Matheson watched the scope. Watched the plane head off into oblivion.
“What’s that?” He gestured at a red blip about twelve miles off their port bow and sipped his coffee. It was bitter. Shittiest coffee he’d ever tasted.
“That’s our carrier I was tellin’ ya about. Been doin’ maneuvers or something. They’re too busy worryin’ about each other to give a damn about us. But hey, fuck ’em. So Frankie ran a simulation test on a dump. We can be outta here before they get close enough to sniff around.”
Matheson nodded and had more coffee. On his computer screen a graphic cut-away view showed the drill in progress. A string of steel-alloy pipe extended down from Red Osprey to the node. The node then ran its own length of pipe vertically down a further 500 meters. The pipeline then changed direction dramatically and had been steered around difficult strata of rock. It was approaching the estimated site of the oil field at a gentle downward sloping angle.
Directional drilling had been pioneered by the Norwegian National Oil Company in the early 1990s when they sank a well nearly 24,000 feet horizontally from a starting point 9,000 feet under the North Sea. It was so successful there was a rush to adopt the technology since it allowed for more oil drainage than conventional means.
“Thorne was on the sat again,” Charlie dropped in casually.
Matheson almost choked on his coffee. “What did he want?”
“Test results.
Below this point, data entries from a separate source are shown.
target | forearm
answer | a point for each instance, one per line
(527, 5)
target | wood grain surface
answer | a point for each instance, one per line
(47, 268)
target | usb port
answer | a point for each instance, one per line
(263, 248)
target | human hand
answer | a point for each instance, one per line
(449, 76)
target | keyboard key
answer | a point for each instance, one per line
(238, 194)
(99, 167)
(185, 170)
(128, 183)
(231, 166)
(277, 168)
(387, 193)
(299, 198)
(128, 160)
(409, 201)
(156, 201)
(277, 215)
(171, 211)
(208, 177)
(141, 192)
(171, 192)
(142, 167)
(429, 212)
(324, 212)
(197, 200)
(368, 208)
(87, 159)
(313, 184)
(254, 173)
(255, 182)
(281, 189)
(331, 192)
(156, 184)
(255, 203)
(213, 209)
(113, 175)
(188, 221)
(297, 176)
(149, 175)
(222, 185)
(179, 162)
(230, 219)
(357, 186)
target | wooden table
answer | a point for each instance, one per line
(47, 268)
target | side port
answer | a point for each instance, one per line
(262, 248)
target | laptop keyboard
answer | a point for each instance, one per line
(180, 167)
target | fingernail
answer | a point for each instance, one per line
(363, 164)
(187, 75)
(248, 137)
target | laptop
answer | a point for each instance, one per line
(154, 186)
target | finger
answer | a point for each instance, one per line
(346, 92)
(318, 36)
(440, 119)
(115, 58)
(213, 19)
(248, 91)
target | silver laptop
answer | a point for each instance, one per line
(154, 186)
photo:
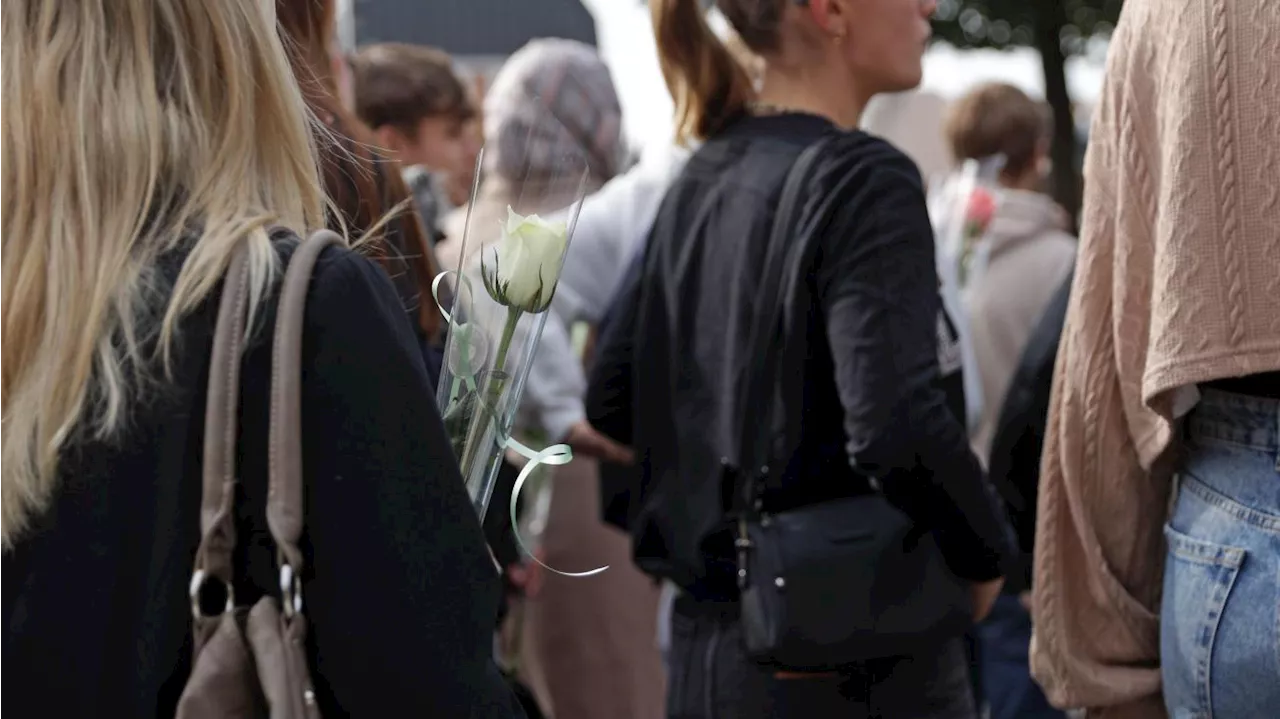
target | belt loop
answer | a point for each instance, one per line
(1275, 433)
Come on, Ralph, he wants to know how your baby’s holding up. Just thank God he’s not on a plane out here.”
Matheson gulped more coffee. Tried not to taste it, just enjoy its warmth. But his hands were shaking and this time it had nothing to do with seasickness.
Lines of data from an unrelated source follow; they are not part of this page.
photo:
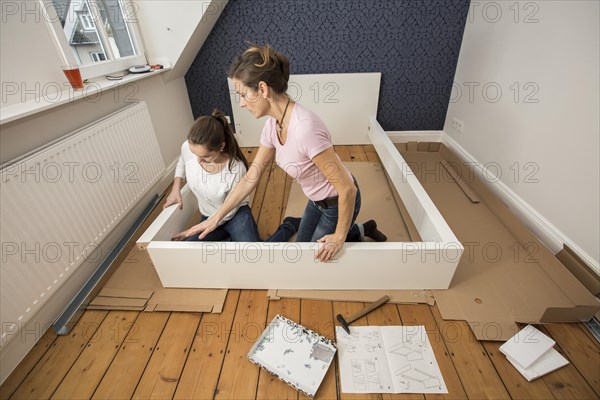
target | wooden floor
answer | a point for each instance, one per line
(125, 354)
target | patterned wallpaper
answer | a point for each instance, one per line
(413, 43)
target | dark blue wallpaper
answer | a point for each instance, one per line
(414, 44)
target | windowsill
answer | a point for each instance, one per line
(92, 88)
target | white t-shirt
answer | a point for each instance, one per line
(211, 189)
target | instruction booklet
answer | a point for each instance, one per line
(388, 359)
(294, 354)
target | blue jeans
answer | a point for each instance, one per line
(242, 228)
(319, 221)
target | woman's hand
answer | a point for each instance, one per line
(174, 198)
(203, 228)
(332, 244)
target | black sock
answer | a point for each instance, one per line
(372, 231)
(293, 222)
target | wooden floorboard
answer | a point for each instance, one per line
(239, 377)
(579, 348)
(478, 375)
(124, 373)
(29, 362)
(87, 372)
(121, 355)
(347, 309)
(164, 369)
(49, 372)
(318, 316)
(203, 366)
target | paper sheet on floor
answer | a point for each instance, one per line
(388, 359)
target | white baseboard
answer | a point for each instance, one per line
(549, 234)
(414, 136)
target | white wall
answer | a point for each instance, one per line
(175, 37)
(29, 60)
(554, 121)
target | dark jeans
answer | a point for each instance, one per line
(319, 221)
(242, 228)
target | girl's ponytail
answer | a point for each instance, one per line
(214, 130)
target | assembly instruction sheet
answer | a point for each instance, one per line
(388, 359)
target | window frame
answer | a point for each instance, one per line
(102, 68)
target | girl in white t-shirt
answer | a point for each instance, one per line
(212, 163)
(301, 144)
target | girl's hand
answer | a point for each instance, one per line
(332, 244)
(203, 228)
(174, 198)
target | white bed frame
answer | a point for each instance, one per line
(429, 264)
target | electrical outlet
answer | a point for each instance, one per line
(458, 125)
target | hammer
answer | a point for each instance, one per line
(345, 323)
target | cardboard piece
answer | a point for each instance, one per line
(506, 275)
(135, 286)
(363, 296)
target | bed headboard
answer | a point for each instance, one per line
(345, 102)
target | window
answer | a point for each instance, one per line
(87, 21)
(101, 36)
(98, 57)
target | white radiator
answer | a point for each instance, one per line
(58, 203)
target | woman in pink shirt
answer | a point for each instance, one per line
(302, 147)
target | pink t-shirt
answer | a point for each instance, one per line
(307, 137)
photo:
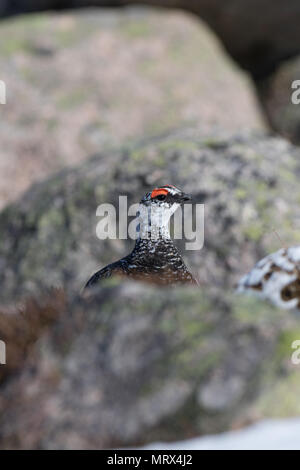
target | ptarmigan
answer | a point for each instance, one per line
(276, 278)
(155, 257)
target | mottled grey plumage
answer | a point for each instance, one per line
(154, 260)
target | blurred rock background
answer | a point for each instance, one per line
(105, 102)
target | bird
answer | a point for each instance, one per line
(154, 258)
(276, 278)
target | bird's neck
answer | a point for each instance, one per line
(154, 222)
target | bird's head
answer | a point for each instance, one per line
(157, 206)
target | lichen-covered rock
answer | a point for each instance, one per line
(135, 363)
(48, 238)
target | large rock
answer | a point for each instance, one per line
(276, 94)
(136, 364)
(49, 236)
(259, 34)
(77, 83)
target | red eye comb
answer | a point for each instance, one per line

Rip Thorne, President of Rola Corp. Exploration. Asshole. Just a mention of the guy’s name was enough to give Matheson the willies. Thorne was the one who had caused his ulcer in the first place. Rip Thorne and Bulger. Between them, they were responsible for him winding up out here. Six whole months. How the hell could Thorne expect to bring this project forward by six whole months and expect it to work? And what was with Bulger anyway? Thorne’s personal little rottweiler. He’d already overruled the first test drill site, said he wanted to drill someplace else. Someplace he’d personally picked out.
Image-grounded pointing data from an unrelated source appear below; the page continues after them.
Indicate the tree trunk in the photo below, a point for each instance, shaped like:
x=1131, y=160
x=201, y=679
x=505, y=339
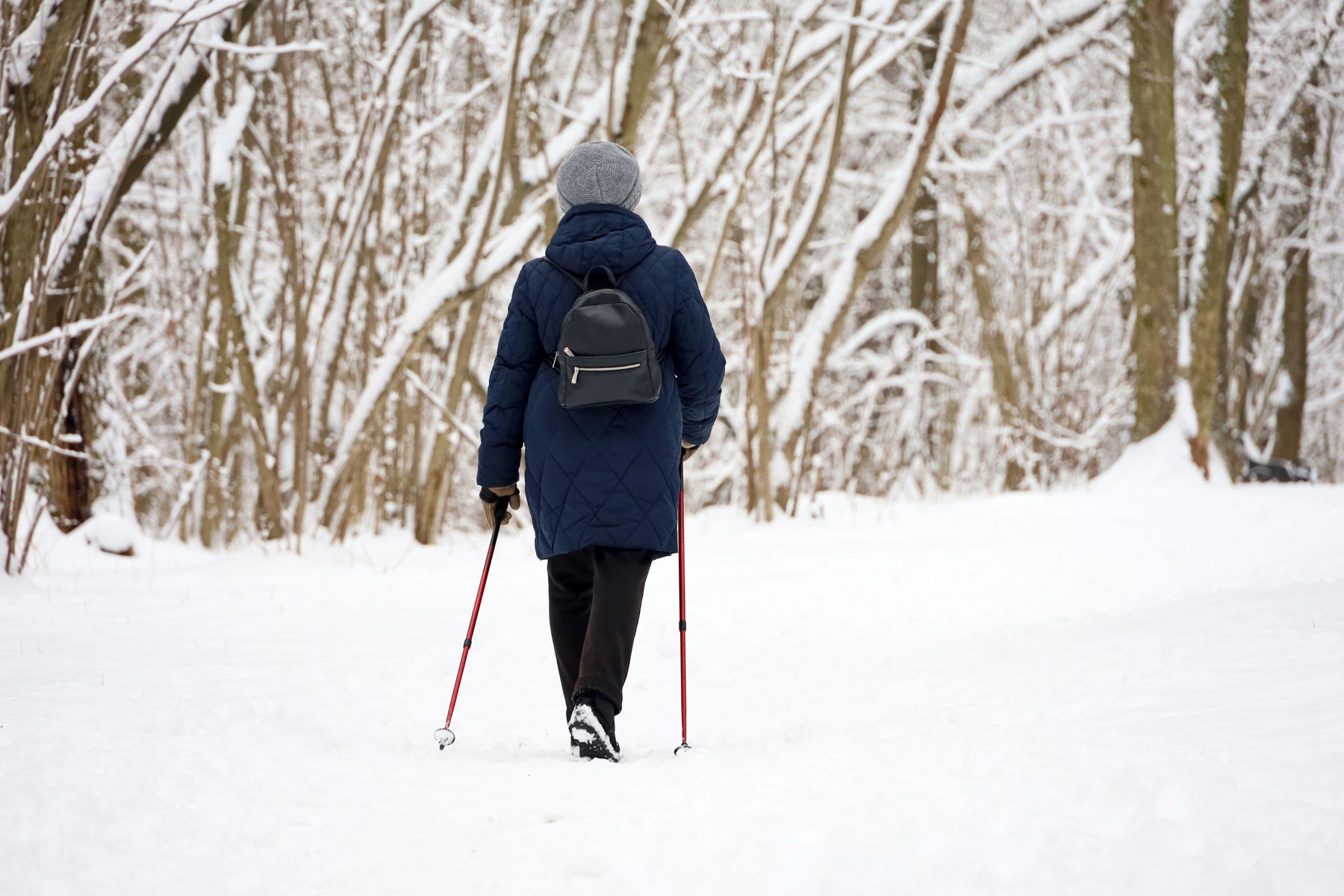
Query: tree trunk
x=1152, y=124
x=994, y=343
x=1209, y=332
x=1288, y=429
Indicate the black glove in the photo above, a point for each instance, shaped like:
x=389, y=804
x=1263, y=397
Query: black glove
x=497, y=501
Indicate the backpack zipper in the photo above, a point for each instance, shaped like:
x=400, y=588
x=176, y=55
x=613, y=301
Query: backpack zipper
x=597, y=370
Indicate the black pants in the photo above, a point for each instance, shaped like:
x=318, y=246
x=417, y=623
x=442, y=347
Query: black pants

Matheson checked the data. “Charlie, please tell me you didn’t give him an answer.”
Charlie glared at his friend. “Without checking with you first? Are you shittin’ me? Of course not! I told him he’d have to wait for your damn report.”
Matheson nodded. Tried to shake off his mood. He checked the data again. “Remote drill-bit’s operating fine,” he relayed warily. “Geosteering sensor … Hmm. Interesting rock composition … crystalline? Huh … MWD, MWD, where are you? Uh, got it.” He clicked on the Measurement-While-Drilling icon and checked the torque and forward force on the drill-bit. It was high. Within operating limits, but still high.
They had hit a tough strata of rock earlier in the day and were trying to break through, so the order had been given to go to full power. It would wear the drill-bit out at twice the rate, but since this drill-bit had been going for a day and it wasn’t unusual to change the bit every twenty-four to forty-eight hours, they might as well just let it burn itself out.
Geology was a funny business though. No one was quite sure what kind of rock they had encountered. And in the past six hours they had only advanced enough to attach one more nine-foot section of drilling pipe. So just in case the drill broke through to an underground cavern or soft, particulate matter, like sand, a clamp harness had been attached to the pipe at their end to stop the bit running off with the entire pipeline if there was a sudden lurch forward. It would scupper the whole job if that happened and nobody wanted that, since retrieving miles of pipe from the ocean floor just wasn’t an option. They would be forced to start again from scratch.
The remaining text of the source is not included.